Malgré ses milliards de dollars de trésorerie, Google a encore de l’appétit. A tel point qu’il est prêt à renoncer à un de ses sacro-saints principes : mettre de la publicité géante sur la première page de résultats du moteur de recherche. Si tout le monde peut accéder à ce service, nous risquons d’avoir de belles surprises.

Google a-t-il signé son arrêt de mort ? La firme de Moutain View vient de remettre en cause un de ses principes fondateurs : ne pas afficher de bannière publicitaire sur la première page de résultats du moteur de recherche.

En effet, cette semaine Google a procédé à un test en affichant des bannières géantes sur sa première page de résultats. Jusqu’à présent, le moteur de recherche se contentait d’afficher des liens sponsorisés.



Pourquoi un tel revirement ? Serait-ce la montée en puissance de Facebook dans la publicité en ligne et le flop de Google+ qui poussent Google à nous abreuver un peu plus de publicités ? A moins que cela ne soit par cupidité. En effet, le géant de l’Internet affiche une croissance insolente à deux chiffres avec un bénéfice net trimestriel de plus de 3 milliards de dollars.
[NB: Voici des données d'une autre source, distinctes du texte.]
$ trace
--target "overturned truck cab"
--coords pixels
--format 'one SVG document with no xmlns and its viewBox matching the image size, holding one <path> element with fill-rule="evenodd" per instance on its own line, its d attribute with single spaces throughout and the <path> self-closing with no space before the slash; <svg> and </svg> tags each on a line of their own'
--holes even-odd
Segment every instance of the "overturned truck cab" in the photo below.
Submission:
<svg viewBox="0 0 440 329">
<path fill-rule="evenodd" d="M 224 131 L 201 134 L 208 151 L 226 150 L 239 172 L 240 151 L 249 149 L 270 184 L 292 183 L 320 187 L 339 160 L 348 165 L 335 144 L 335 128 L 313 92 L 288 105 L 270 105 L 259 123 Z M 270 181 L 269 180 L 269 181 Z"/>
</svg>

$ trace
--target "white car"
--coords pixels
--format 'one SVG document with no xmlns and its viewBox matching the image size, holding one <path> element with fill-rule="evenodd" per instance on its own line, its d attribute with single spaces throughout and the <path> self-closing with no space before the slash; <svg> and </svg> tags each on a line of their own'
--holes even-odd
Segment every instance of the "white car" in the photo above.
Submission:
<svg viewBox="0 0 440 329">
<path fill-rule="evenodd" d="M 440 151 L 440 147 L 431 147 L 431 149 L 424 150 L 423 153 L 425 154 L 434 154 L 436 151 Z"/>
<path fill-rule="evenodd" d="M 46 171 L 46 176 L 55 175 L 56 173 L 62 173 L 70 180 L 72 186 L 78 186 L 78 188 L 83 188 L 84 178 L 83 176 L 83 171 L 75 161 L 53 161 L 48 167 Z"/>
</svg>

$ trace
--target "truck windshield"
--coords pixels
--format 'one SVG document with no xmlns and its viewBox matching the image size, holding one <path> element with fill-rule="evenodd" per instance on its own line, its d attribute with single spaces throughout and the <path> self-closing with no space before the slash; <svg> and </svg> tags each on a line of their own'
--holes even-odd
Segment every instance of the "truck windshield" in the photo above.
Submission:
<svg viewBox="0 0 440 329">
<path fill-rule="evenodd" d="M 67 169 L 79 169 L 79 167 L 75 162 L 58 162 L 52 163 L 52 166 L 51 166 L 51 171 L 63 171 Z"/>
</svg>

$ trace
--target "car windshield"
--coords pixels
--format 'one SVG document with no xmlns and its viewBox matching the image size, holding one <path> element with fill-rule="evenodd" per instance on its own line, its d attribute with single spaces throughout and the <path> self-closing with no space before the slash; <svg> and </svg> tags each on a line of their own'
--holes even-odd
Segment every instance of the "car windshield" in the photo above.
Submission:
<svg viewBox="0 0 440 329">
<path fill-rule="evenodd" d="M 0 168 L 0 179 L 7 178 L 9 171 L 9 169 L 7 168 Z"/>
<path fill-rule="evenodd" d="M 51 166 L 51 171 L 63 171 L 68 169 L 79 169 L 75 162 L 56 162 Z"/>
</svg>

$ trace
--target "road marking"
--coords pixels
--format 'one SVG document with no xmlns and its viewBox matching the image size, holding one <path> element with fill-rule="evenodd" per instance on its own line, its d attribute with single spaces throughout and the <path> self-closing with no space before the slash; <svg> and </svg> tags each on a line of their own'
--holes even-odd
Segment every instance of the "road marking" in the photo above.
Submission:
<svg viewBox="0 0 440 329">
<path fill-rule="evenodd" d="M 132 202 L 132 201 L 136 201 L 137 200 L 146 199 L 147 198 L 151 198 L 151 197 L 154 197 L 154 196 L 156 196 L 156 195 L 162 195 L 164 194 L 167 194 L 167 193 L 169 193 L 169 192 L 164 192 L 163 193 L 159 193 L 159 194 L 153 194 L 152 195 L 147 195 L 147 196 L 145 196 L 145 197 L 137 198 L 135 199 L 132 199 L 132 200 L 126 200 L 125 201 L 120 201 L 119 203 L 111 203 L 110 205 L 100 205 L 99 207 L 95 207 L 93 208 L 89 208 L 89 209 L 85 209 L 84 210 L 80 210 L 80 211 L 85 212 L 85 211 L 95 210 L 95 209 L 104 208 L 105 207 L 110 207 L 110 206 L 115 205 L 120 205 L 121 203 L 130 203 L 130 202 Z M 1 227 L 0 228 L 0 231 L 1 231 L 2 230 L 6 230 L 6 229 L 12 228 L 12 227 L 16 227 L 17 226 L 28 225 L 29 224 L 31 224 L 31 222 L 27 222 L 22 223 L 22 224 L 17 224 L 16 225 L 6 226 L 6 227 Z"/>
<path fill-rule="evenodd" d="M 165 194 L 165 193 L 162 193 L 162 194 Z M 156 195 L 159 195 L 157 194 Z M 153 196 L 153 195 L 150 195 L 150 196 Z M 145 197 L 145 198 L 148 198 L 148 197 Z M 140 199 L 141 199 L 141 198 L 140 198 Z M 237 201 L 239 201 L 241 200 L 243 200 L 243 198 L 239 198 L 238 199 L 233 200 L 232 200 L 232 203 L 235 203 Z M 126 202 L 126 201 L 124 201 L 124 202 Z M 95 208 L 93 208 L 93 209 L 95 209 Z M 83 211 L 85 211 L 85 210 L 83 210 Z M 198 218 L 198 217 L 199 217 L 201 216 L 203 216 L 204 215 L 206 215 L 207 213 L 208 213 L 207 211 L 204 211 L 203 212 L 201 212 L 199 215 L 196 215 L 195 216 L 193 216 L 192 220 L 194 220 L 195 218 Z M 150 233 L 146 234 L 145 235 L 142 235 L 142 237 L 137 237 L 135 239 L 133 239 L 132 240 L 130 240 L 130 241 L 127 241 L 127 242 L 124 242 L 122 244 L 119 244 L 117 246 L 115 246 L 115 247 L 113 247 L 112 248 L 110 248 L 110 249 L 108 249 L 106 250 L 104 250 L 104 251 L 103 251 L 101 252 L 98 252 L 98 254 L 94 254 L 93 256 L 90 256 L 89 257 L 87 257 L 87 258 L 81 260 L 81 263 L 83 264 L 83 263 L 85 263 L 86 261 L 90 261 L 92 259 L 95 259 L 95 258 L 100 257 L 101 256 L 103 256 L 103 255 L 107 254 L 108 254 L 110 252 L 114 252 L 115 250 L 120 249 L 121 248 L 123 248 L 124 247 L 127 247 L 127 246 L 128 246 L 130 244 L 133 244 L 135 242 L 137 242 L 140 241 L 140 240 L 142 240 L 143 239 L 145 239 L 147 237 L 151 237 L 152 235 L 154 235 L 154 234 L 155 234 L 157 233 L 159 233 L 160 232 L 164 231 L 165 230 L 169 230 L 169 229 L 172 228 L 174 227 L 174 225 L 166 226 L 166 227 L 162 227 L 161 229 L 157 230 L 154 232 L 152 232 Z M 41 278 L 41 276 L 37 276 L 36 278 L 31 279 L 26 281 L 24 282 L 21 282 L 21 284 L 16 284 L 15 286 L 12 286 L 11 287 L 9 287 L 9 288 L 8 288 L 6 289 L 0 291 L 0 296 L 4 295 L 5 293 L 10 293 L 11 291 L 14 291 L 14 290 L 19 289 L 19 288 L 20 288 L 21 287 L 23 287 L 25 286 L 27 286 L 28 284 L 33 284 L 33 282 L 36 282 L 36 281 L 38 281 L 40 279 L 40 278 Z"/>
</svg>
Google manque-t-il de liquidité au point de racoler encore plus sur son moteur de recherche ?

Parents attention !

Avec ces publicités géantes nous risquons d’avoir de bonnes surprises notamment sur certains mots. Sachant que l’industrie du porno génère des milliards de dollars, allons-nous voir apparaître des bannières géantes vantant les mérites de certains sites ? Moi je ne m’en plains pas mais les parents risquent de ne pas apprécier. En outre, le risque est que l'on a de fortes chances d’être déçu entre la publicité et le contenu du site (croyez–en mon expérience !).

Il reste une lueur d’espoir. Google a déclaré que pour le moment la présence de ces bannières XXL n’était qu’un test et qu’il limiterait les annonceurs. Pas question de voir un Double Whopper au-dessus d’un lien vers Mac Donald’s.

Avis aux personnes en colère contre Google, il vous reste encore la possibilité d’utiliser d’autres moteurs de recherche comme le français QWANT, Duck Duck Go ou Bing !, et bien sûr d’installer un stop pub.

Je suis conscient qu’en écrivant ces quelques lignes, Google pourrait me jeter dans les abîmes du web. Si DegroupNews disparaît vous aurez vraiment une bonne raison de ne plus utiliser Google.